Some subsurface notes from a week of diving
Lubomir I. Ivanov
neolit123 at gmail.com
Mon Mar 17 13:26:19 PDT 2014
On 17 March 2014 21:28, Thiago Macieira <thiago at macieira.org> wrote:
> Em seg 17 mar 2014, às 11:12:31, Linus Torvalds escreveu:
>> The compiler is allowed to assume that the *result* of the arithmetic is
>> not NULL, because pointer arithmetic is only well-defined if it stays
>> within an object, and that explains the offsetof thing you point to (since
>> that very much uses the result). Even then, a compiler that actually
>> miscompiles the traditional format is just crap.
>
> Indeed:
>
> struct D { int i; int j; };
> int f(struct D *d)
> {
> int *p = &d->j;
perfectly valid for d == NULL, even if not mentioned in the standard
and i seriously doubt it is.
the pointer d is just an address with a type, where j is just an
offset from that address based on the type (struct declaration).

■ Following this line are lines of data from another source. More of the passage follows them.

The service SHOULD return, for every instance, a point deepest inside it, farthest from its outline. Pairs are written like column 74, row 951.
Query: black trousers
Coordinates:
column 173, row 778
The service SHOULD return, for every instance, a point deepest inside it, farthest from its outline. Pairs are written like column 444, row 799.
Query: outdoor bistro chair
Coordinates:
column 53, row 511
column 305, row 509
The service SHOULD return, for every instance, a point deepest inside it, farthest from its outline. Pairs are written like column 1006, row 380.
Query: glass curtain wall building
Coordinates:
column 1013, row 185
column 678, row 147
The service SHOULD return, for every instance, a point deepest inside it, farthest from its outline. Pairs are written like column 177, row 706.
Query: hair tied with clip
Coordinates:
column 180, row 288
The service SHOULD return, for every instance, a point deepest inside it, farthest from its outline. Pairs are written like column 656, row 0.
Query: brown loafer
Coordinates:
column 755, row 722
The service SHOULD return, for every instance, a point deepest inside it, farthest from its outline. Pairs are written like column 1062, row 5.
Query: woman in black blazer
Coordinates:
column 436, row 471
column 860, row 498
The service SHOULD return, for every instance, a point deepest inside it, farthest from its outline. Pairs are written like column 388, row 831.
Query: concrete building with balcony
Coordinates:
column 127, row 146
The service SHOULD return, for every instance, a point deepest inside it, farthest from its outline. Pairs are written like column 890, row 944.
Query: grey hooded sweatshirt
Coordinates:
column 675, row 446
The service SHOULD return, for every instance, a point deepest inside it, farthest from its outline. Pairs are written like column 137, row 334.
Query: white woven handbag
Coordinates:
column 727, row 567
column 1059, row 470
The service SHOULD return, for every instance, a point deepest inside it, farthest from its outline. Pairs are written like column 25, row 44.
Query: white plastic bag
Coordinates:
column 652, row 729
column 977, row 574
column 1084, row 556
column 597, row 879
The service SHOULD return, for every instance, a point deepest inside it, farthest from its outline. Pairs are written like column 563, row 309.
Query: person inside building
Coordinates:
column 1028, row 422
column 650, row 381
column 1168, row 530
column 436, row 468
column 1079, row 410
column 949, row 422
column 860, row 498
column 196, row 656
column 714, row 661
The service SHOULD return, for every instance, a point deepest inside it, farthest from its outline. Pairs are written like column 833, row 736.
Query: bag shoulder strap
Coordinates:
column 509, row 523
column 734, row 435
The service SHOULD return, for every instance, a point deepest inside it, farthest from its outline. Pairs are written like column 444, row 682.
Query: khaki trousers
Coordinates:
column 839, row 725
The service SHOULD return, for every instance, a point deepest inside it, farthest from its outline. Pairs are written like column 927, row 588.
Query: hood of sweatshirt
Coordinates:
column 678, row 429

the compiler has the offsets for a struct declarations in memory while
dealing with a source file and each time that struct type is
encountered it can potentially just geberate ADD instructions, e.g:
addl $4, %eax
where %eax previously holds the d argument, %eax now holds the address of j
C compilers do not check if &d is NULL, to my knowledge.
if it's the other way around it would basically limit the language,
because one can still do pointer arithmetic with *p even if equal to
0x4.
prone to programmer errors? yes.
> if (!p)
> return -1;
> return *p;
> }
>
> Clang 3.4 removes the check for !p. ICC 14.0 and GCC 4.9 don't.
>
quite bogus; i don't see why clang removes the check for !p.

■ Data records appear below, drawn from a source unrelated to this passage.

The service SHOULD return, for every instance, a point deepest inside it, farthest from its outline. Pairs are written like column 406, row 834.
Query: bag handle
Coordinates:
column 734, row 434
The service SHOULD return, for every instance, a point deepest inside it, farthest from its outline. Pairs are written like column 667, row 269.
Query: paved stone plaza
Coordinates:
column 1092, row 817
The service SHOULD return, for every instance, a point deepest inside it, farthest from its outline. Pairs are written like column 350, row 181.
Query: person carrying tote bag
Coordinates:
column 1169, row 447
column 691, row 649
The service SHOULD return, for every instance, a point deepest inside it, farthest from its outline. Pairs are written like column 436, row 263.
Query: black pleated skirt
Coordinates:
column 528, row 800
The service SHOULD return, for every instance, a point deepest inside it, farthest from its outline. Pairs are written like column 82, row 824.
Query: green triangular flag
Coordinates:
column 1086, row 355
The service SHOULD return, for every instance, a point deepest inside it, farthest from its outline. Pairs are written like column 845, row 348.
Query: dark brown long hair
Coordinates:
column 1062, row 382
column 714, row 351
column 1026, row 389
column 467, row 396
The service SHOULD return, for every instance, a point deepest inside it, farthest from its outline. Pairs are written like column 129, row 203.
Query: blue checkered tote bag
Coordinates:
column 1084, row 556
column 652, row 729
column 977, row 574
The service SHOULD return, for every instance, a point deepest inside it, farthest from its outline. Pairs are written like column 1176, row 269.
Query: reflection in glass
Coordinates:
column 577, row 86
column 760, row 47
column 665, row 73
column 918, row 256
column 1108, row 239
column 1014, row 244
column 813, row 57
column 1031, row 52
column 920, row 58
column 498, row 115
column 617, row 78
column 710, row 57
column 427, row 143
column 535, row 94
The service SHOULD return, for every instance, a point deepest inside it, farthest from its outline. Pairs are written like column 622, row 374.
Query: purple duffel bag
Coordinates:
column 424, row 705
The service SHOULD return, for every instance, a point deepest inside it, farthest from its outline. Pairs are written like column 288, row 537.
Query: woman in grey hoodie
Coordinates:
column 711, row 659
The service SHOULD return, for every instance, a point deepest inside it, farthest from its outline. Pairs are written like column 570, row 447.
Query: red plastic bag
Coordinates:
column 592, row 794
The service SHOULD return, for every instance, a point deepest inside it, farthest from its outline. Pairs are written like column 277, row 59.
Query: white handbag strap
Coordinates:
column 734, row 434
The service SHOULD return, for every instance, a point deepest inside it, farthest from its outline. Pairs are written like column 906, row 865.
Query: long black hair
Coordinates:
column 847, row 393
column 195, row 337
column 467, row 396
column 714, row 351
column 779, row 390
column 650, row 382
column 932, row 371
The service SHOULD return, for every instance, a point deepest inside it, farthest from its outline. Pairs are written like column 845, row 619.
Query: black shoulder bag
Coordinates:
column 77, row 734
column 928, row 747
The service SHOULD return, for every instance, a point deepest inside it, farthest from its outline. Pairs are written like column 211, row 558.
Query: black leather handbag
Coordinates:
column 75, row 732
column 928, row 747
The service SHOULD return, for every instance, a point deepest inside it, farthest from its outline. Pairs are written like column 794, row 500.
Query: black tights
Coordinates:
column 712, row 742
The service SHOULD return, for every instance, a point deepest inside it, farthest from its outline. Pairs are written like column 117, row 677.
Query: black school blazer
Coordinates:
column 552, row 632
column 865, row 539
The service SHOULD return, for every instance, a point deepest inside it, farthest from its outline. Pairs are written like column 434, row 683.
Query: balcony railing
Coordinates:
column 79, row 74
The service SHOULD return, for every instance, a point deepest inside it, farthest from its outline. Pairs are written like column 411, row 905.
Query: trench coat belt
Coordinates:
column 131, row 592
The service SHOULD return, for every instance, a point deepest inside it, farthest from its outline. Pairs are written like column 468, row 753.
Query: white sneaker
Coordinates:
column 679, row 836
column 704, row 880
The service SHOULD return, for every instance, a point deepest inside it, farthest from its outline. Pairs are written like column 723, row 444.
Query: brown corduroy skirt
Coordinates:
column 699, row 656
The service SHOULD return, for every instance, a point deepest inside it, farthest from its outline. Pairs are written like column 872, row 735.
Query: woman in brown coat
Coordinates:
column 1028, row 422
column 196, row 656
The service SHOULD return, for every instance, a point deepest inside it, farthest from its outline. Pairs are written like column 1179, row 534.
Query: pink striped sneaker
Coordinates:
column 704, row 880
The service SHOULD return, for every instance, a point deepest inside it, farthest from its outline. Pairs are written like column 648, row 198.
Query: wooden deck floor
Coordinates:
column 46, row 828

if d is NULL then p cannot be NULL, because j it's not the first
element in the struct and it would be 0x4 or (&d + offset).
if (return *p;) is reached that's a definitive SIGSEGV later, because
that memory won't be accessible.
in that matter:
&some_func()->j
is also valid where some_func() returns (struct *D), but if the
address of the pointer is NULL:
&some_func()->j will still evaluate to 0x4.